I’ve written a lot about Jamaicans telling it like it is, and while people here may be quick to comment about your appearance, it is often what is not said that really counts. Here are some examples of non-verbal communication that I’ve found interesting:
Cut im yie
To cut yuh yie pon somebody is like a loaded glare. It’s a declaration that yuh nuh bizness wit dem, that you’re upset, annoyed or disgusted with someone due to their behavior.
If someone cuts their eyes after you, you know that you’ve probably got some apologies to make or some sp’lanin to do!
Kiss mi teet
This noise is made by sucking on your teeth and usually ends with pursing your lips in frustration. It is meant to express that you cyaa badda wid dat, that something has annoyed you. Jamaicans learn from a young age when it is and isn’t appropriate fi dem fi kiss dem teet (kiss their teeth). For example, children know never to kiss dem teet aftah dem teachuh.
As a PCV in Jamaica, you earn major bragging rights and street cred if you learn how to kiss yuh teet convincingly. Bonus points if you use the text shorthand, “KMT.”
Yuh get fat!
Ok, so obviously if someone tells you that you’re getting fat, they’ve used words. But it’s what they imply with those words that I’m intrigued by. Depending on who says it, their tone and their facial expression, this could mean anything from “You’re looking so healthy! Jamaica’s been good to you!” to “Why are you wearing such tight clothes?” to “I’m trying to hurt your feelings” (rarely) to “You must be eating some really nice food.” Altogether very confusing for thin-obsessed Americans, but when you take it for what a Jamaican means, it can be quite a nice compliment.
Distinguishing the implication of this comment is a painstaking topic of conversation at nearly every Peace Corps gathering. Once, I was told that I am getting fat in the same day that someone shouted “Yuh need fi get some more meat pon dem deh chicken legs!” while I was out for a run. Sometimes, you just have to laugh.
Ah suh yuh move yuh body
Body language is huge here. From walking on the street to having a formal conversation, Jamaicans know that your body language matters. Take for example a woman walking past a group of familiar men: the way in which she carries herself as she continues to walk by (proudly, scoffing, quickly, slowly, shoulders hunched, etc.) says a lot about her attitude towards the men in the group.
Learning to strut the Jamaican way (it’s generally closer to a saunter than my American dash-to-destination) is an art I’m still perfecting.
Read between the lines
Often times, what’s left unsaid is more important than what’s actually said. In business or school settings, I find that Jamaicans tend to be more formal and polite than what I’ve experienced in America, and sometimes this formality keeps people from saying what they really mean.

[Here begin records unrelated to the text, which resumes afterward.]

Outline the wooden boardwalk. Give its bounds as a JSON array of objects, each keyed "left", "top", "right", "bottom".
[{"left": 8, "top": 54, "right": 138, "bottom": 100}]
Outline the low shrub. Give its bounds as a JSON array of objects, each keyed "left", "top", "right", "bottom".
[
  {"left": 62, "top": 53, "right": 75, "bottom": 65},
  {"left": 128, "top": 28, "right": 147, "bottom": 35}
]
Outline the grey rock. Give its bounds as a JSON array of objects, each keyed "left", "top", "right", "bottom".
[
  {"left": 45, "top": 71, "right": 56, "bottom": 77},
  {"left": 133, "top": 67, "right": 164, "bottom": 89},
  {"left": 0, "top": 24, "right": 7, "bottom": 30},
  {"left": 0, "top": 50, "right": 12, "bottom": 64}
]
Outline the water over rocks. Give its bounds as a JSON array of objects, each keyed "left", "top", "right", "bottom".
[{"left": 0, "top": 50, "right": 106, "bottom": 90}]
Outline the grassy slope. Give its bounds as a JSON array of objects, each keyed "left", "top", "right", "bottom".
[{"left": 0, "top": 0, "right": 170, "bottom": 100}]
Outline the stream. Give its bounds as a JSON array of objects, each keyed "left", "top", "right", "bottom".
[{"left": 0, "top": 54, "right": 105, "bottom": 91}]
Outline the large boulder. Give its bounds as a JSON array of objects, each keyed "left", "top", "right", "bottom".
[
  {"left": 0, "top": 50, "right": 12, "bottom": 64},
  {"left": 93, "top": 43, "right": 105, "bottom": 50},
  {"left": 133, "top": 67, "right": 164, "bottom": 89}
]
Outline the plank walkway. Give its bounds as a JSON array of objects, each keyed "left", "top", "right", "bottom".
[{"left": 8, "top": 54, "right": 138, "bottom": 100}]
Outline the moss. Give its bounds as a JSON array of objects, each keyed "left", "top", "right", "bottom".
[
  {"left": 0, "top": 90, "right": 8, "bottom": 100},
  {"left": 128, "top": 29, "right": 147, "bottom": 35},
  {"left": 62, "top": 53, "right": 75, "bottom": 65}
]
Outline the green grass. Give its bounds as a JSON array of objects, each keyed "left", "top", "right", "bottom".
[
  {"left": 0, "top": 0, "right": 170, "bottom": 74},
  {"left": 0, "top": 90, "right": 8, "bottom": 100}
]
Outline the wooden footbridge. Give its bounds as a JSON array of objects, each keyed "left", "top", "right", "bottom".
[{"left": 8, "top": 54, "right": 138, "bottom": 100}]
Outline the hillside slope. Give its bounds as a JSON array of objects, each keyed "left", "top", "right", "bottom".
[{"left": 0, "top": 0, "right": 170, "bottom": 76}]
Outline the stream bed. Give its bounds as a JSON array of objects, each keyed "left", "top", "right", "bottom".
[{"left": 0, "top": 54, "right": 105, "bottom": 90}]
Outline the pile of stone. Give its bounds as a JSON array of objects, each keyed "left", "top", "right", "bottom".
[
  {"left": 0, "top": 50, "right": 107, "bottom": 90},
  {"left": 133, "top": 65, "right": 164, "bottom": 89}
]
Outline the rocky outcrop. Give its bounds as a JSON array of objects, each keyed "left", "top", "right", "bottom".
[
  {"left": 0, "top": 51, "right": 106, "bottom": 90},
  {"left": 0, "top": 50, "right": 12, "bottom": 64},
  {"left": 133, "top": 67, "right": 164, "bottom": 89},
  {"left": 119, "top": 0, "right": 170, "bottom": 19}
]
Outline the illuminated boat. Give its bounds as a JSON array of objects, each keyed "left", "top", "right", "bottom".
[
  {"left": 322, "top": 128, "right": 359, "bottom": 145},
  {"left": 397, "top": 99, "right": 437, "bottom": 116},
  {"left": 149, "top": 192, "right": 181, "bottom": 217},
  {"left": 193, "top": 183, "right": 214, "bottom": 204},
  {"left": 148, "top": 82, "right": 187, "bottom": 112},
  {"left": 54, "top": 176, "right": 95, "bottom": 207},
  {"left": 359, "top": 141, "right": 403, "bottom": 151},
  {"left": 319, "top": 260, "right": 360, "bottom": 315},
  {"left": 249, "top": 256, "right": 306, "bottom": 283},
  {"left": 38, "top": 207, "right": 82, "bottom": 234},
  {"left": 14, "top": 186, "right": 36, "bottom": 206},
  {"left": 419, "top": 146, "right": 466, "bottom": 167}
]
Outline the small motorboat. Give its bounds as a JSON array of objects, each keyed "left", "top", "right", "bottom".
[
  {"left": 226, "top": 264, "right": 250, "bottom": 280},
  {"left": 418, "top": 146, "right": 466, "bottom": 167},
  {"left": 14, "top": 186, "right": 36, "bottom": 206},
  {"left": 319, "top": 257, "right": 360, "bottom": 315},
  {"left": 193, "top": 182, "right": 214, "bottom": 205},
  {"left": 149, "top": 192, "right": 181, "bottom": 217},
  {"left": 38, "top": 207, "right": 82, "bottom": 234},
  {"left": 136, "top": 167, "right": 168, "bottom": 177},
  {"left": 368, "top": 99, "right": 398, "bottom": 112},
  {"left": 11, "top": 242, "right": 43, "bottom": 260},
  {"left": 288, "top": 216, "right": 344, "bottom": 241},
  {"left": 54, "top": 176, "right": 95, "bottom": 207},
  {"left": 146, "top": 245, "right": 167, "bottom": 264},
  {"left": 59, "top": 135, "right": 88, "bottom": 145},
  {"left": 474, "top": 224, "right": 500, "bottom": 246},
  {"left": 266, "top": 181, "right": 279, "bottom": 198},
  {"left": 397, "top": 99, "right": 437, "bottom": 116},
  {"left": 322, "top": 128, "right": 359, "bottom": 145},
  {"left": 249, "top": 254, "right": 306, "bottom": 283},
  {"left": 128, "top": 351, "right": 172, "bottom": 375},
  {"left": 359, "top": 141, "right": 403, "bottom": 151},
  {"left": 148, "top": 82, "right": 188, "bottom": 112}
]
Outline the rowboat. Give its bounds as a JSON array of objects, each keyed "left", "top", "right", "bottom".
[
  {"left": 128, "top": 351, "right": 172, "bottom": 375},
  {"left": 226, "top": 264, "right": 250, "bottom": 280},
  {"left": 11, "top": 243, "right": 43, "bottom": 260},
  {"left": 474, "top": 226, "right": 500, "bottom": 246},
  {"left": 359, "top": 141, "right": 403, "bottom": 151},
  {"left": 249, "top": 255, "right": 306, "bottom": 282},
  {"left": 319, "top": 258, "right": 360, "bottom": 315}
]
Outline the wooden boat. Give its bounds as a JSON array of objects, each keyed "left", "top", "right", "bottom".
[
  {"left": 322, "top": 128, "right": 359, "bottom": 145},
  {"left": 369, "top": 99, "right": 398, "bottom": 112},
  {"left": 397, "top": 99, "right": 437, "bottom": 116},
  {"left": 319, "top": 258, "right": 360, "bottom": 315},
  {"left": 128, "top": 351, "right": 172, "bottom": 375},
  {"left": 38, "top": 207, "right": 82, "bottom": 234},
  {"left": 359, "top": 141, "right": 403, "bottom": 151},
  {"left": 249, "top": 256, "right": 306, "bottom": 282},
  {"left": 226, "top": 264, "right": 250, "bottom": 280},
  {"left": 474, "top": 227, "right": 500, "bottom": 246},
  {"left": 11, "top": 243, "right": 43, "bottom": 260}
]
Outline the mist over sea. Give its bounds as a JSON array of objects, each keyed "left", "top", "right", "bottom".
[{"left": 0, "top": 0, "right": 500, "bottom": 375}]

For example, once I shared a crazy project idea with my counterpart and his response was “It could work.” Now by him saying that, I had to pay attention to his facial expression, intonation and body language to interpret if he meant “Yes! That sounds great and I think we should try it!” or if he meant “That project would be a waste of time because of x, y, and z, but I don’t want to hurt your feelings because you seem really excited.”
Learning about a new culture or language is so much more than understanding how to translate words. As much as I’ve learned over this last year of service, I recognize just how much I still have yet to learn. With each day comes greater understanding.
That’s what I love about Peace Corps; the learning never stops if you don’t want it to. I haven’t met anyone in this world who doesn’t know a likkle sinting about Jamaica, but I feel so honored to be learning about real Jamaicans by living with them, working with them and befriending them. This country is so much more than dreadlocks and reggae music.
A big thank you to my lovely host sistah Ari for being my model!